Saturday, June 03, 2006

Echoes.

Today was a pretty solemn day. Not in the respectful, spiritual way - but more in the quiet, melancholy, oppressive way. It was a Saturday so I didn't set the alarm but got up at a pretty regular time anyway. After wasting an hour or so, I went to work out. After a Walmart and HEB run it was on to cleaning - dishes had to be done, downstairs had to be dusted and vacuumed, and the downstairs bathroom had to be cleaned.

This evening was very quiet. I started to watch the Mavs game, but soon lost interest (really abnormal!). I decided the best option was to take a book to Starbucks - drink non-spiffed up, normal decaf coffee and settle in.

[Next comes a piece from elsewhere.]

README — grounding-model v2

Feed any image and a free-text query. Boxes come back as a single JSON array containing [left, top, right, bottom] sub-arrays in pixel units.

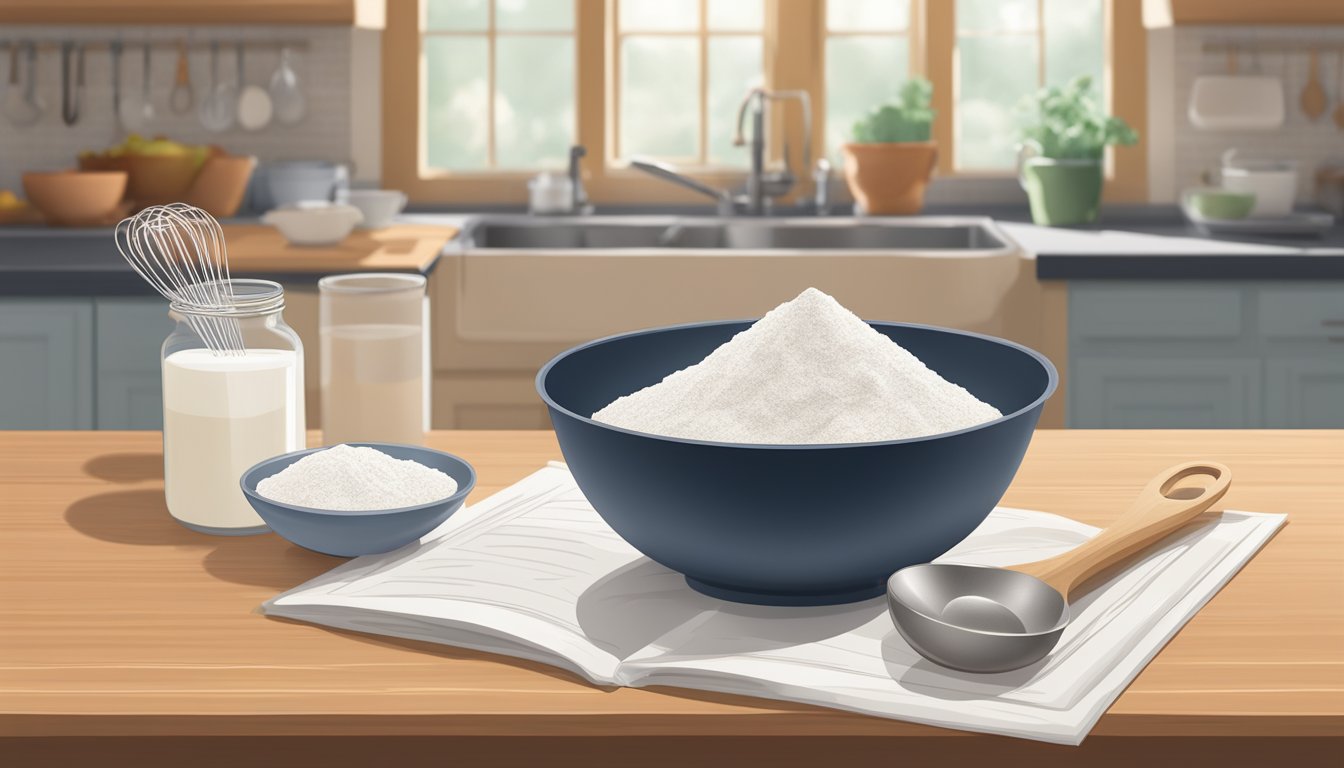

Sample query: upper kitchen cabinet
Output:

But tonight was one of those nights... one of those nights when I wished I wished I was fixing two coffees instead of one - two sugars, not one as I like in mine - nonfat milk not half-and-half with just a hint of cinnamon. I wished it was just small talk, not deep pressing thoughts. Then we could sit and watch the game, and I could be charmingly patronizing about basketball and sports in general. Then, full from victory, we'd settle down leaning under lamps on opposite ends of the couch and I could dig into a book I've been dying to read. Then I could read aloud all the parts I liked, and my excited quotes would be matched with responses from some novel, or magazine - maybe the latest health news, or story from Hollywood, or movie review, or place to visit, or crafty project to try out.

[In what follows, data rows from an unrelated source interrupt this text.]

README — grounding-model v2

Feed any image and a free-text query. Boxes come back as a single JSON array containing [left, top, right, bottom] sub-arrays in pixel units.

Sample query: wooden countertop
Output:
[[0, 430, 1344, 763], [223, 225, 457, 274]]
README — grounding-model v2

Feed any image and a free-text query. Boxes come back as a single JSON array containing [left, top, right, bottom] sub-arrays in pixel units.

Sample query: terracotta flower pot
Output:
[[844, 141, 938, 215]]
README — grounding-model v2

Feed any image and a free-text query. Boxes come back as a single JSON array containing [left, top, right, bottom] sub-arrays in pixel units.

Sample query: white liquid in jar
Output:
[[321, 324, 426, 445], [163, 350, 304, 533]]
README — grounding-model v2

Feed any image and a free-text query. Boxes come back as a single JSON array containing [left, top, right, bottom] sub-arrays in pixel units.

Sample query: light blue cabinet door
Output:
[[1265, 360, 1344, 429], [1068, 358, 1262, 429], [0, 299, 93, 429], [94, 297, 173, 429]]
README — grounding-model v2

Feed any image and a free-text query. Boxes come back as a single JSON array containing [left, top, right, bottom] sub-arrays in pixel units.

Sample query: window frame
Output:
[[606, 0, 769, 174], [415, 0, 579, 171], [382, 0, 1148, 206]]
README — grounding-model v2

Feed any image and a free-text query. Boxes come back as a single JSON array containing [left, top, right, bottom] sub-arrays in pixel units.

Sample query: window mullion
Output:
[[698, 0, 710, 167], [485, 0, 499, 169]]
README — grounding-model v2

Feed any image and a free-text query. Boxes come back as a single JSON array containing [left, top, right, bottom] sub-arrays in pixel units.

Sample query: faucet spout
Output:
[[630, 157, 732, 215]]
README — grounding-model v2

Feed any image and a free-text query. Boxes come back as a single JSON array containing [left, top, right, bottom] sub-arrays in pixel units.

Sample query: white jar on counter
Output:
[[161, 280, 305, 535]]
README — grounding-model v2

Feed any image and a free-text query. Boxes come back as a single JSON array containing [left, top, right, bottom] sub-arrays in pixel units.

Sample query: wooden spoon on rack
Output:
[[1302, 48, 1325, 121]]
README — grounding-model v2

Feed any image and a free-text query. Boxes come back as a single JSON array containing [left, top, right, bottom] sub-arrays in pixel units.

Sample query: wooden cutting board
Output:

I don't know why Me told I that it should be one of those nights, but I think it's because in my mind that scene is comfortable. There are no deep conversations because it's already been said. There are no illusions, or facades, no inhibitions. It is established, stable, yet free. There is no question of value or worth, no question of love. It just is. It just flows.

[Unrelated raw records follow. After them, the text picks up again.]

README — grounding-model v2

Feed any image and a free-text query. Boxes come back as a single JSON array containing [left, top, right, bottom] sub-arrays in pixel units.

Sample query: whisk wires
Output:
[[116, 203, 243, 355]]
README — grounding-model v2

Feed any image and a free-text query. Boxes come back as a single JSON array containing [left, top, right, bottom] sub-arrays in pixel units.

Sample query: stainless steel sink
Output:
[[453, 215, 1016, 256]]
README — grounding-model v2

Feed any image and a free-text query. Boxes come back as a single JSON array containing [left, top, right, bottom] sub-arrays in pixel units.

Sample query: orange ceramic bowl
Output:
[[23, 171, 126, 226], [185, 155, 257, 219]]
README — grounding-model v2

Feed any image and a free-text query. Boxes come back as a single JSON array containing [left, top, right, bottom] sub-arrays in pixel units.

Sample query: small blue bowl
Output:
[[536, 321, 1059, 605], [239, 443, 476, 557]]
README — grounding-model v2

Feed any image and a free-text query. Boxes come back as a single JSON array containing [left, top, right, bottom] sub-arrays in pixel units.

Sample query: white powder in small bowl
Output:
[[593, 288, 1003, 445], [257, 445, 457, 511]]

"And then I thought how very beautiful it was that God made Adam work for so long because there is no way, after a hundred years of being alone, looking for somebody whom you could connect with in your soul, that you would take advantage of a woman once you met one. She would be the most precious creation in all the world, and you would probably wake up every morning and look at her and wonder at her beauty, or the gentle, silent way she sleeps. It stands to reason if Byron, Keats, and Shelley made beauty from reflecting on their muses, having grown up around women all their lives, that even these sonnets could not capture the sensation Adam must have felt when he opened his eyes to find Eve."